In other situations, of course, the steering group or project team will have only the broadest (if
any) guidance, and the evaluator possibly in order to secure the appointment will be asked
or volunteer to supply an evaluation brief setting out in appropriate detail what the evaluator
intends to do (style of evaluation, time commitment, ownership of the data and the evaluators
report(s), means of negotiation of any changes in evaluation procedure). Some situations may
require only an informal relationship generally for modest interventions without external
funding. In all cases, even in the most informal, a contract between the project management or
the institution and the evaluator is essential even if only to specify time, payment and any
requirements for example the date by which a final evaluation report has to be provided.
These preliminaries are necessary but only partially protect the evaluator. As one
commentator put it:

people who accept positions as evaluators place themselves in a vulnerable position: to put it
neatly the evaluator sets himself up for evaluationIn embarking on an evaluation the evaluator
makes a commitment to deliver some goods failure to deliver the goods, or to deliver superior
goods, will be an embarrassment at least, if not a serious threat to his academic status or career
prospects. (Gomm 1981, p. 127)

This threat can be particularly acute if there are multiple audiences for the report, and it is not
impossible for evaluators to be tempted to minimise it by muting critical content in the report.
Stake, in the United States, describes the position to make it more than just a hypothetical one:

It is recognized, particularly by Mike Scriven and Ernie House, that cooption is a problem, that
the rewards to an evaluator for producing a favorable evaluation report often greatly outweigh
the rewards for producing an unfavourable report. I do not know of any evaluators who falsify
their reports, but I do know many consciously or unconsciously choose to emphasize the
objectives of the program staff and to concentrate on the issues and variables most likely to
show where the program is successful. I often do this myself (Stake 1980, p. 74)

A form of reporting that entails judgments and possibly recommendations (a common but not a
universal element of reports) therefore raises particular issues of this kind. Cooption is a
danger of case study, illuminative or similar forms of evaluation, since the evaluator by
definition in these cases works closely with the team and may feel tempted or even obliged, as
Stake suggests, to highlight their view of the process and outcomes, and given the trust that has
been involved, to highlight the positive ones. The danger is not inevitable, and can be overcome
by adherence to the initial principles and strategies agreed for the project. This makes the initial
agreement, and the forms of consent of the parties concerned, all the more important.
Agreement at the outset needs to be clear about the process, the outcomes, the audiences and
the nature and purpose of the report.

Examples

Given normal undertakings of confidentiality, the literature of evaluation contains few examples
of actual reports. Those that are in the public domain are normally those submitted on major
national or international initiatives, may be very substantial, and in some cases are on internet
or intranet websites. A 100-200 page final report, probably highly statistical, on a multimillion
or $ project in agriculture or literacy will not help to illustrate the issues discussed here at more
modest levels. However:-

An anonymised report 'On-line learning (OLL): an evaluation' can be viewed by clicking


here (to download a 55K Word document). This gives some idea of what a report on a
substantial national project (covering seven universities) might contain, and indicates
some of the evaluation methodology on which it was based.
Click here for an article by Ian Jamieson (1983) on The role of evaluation in action-
research projects: the case of the Schools Council Industry Project, Cambridge Journal of
Education, vol. 13, no. 2, pp 37-45. This describes the evaluation process in a large,
four-year action-research project on teaching about industrial society in the school
curriculum. This is not a report, but it gives a clear idea of the relationship between the
evaluators purposes and the work of the project team.

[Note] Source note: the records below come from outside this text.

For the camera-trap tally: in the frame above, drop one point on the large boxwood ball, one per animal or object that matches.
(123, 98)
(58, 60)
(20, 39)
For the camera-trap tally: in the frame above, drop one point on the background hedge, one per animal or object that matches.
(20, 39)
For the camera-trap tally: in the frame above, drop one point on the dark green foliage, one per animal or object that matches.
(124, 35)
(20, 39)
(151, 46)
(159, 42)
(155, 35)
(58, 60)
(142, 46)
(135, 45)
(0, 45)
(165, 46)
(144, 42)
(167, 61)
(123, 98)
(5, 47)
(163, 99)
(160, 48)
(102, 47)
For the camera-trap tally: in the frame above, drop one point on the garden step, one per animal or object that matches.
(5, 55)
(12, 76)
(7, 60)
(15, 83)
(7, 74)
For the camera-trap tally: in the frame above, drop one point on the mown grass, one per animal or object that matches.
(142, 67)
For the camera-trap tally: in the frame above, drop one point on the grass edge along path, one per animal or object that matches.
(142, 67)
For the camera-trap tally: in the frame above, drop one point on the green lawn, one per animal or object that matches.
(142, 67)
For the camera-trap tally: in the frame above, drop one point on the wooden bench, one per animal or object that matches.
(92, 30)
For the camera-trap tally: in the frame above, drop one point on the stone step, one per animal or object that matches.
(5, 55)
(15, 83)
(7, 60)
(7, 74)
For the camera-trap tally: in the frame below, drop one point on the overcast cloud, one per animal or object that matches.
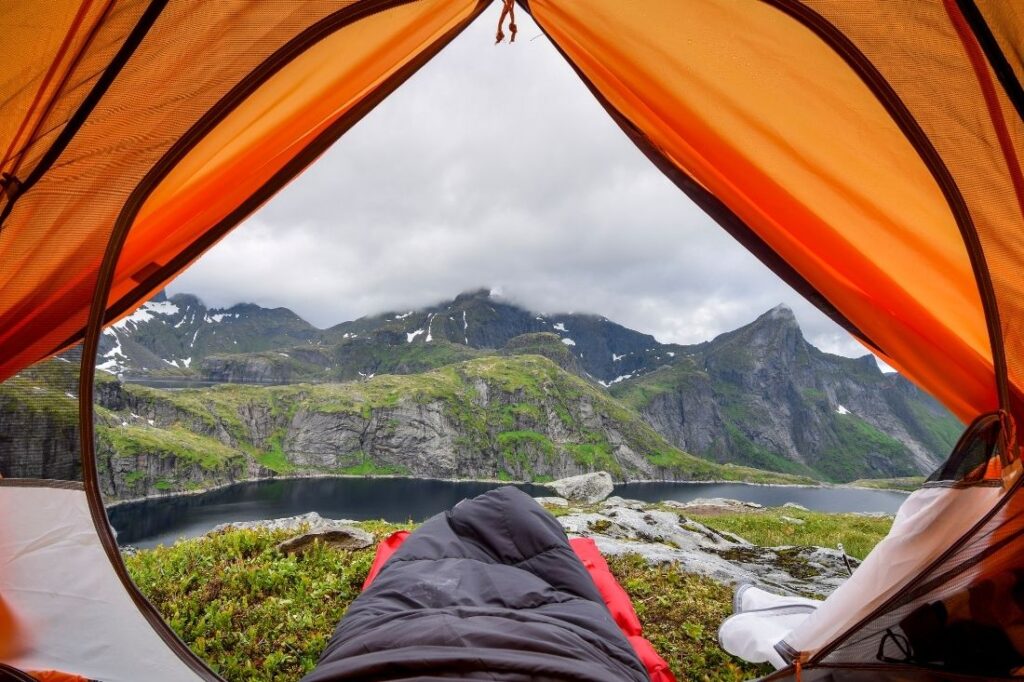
(494, 166)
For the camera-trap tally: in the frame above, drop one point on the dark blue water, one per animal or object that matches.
(153, 522)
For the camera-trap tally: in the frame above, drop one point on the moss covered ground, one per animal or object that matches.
(255, 613)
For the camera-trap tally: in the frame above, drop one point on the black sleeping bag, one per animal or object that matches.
(491, 591)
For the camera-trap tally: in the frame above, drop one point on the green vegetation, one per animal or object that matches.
(681, 613)
(773, 527)
(846, 460)
(257, 614)
(184, 445)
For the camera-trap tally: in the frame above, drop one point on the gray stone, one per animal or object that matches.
(664, 537)
(615, 501)
(342, 538)
(311, 521)
(586, 487)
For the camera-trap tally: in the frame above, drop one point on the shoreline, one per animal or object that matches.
(298, 476)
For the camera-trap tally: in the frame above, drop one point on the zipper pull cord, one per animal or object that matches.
(508, 9)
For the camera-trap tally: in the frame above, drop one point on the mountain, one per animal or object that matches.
(168, 336)
(764, 396)
(246, 343)
(518, 417)
(758, 396)
(478, 320)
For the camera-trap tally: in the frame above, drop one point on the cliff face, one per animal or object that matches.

Some good advice from Rob Phillips and Tony Gilding on 'Approaches to evaluating the
effect of ICT on student learning' (a 333K Word document in rtf format) is available by
clicking here.

7 Advice

It may help finally to summarise some advice to have in mind when undertaking an evaluation:

1. Ensure at the outset that you have a full discussion of what you are going to be doing,

resulting in an agreed written statement. This may cover time scales, finance, reporting

(frequency, to whom, ownership of reports).

2. Be sure whether it is a process or impact, formative or summative, evaluation

though this is not necessarily the language of what is agreed.

3. Be clear about the intended methodology (observation, interviews, questionnaires,

focus groups, diaries) and the relationship with the project team, other participants

and project management (senior staff, steering committee).

4. Be sure about confidentiality (eg if formatively reporting to the project team, what

information it is legitimate, or not, to reveal; whether interviewees will be identified or

indentifiable in reports). The project team and others involved need to understand the

confidentiality position, and it may be advisable to explain this and other matters in

writing for everyone concerned (commonly referred to as an ethics protocol).


5. If there is also to be an internal evaluation, consider what help you can give on its

purpose and methodology.

6. When submitting reports (interim, final) will they go first as drafts (to whom?) to be

checked for accuracy not to challenge or confirm your judgments (it is your report)?

7. Consider, throughout the evaluation process, your own and shared purposes, the

effectiveness of your methodology, the appropriateness of your relationships.

8. Take account of what literature may be helpful.

Given the hypothetical evaluation or evaluations that you

have considered, including some of the problems or difficulties, and given

your own position,if invited to conduct such an evaluation

would you do it?

If so, why? If not, why not?

My own final reflection is that I hope you would!

8 References and further reading (including websites)

Some of the items below are accessible on the Internet as indicated. There are books that it would
be worth reading, but where possible chapters or papers in books are suggested. Items in bold are
the most recommended.

Action Evaluation Research Institute (2000?), Helping groups define, promote and assess
success, http://www.aepro.org/ [including overview, methodology, recent essays and
conceptual frameworks].
Adelman, Clem and Alexander, Robin J. (1982), The Self-Evaluating Institution: practice and
principles in the management of educational change, Methuen, London.

Albee, Alana (1999) Assessing impact: some current and key issues, Caledonia Centre for Social
Development, http://www.caledonia.org.uk/pia.htm [a very useful paper].

Bloom, Benjamin S. (1969) Some theoretical issues relating to educational evaluation, in Tyler,
Ralph W. (ed.), Educational Evaluation: new roles, new means, National Society for the Study of
Education, Chicago [perceptive study of objectives, specifications and outcomes].

Bloom, Benjamin S. (1978), Changes in evaluation methods, in Glaser, Robert (ed.), Research
and Development and School Change, Lawrence Erlbaum, New York [useful insights into early
assumptions about evaluation].

Burgess, Robert G. (ed.), Educational Research and Evaluation: for policy and practice?, Falmer
Press, London [chs include local and national evaluation, and relationship (if any) of evaluation
to policy].

Department of Employment, Further and Higher Education Branch (1994), Evaluating


Development in Higher Education (duplicated).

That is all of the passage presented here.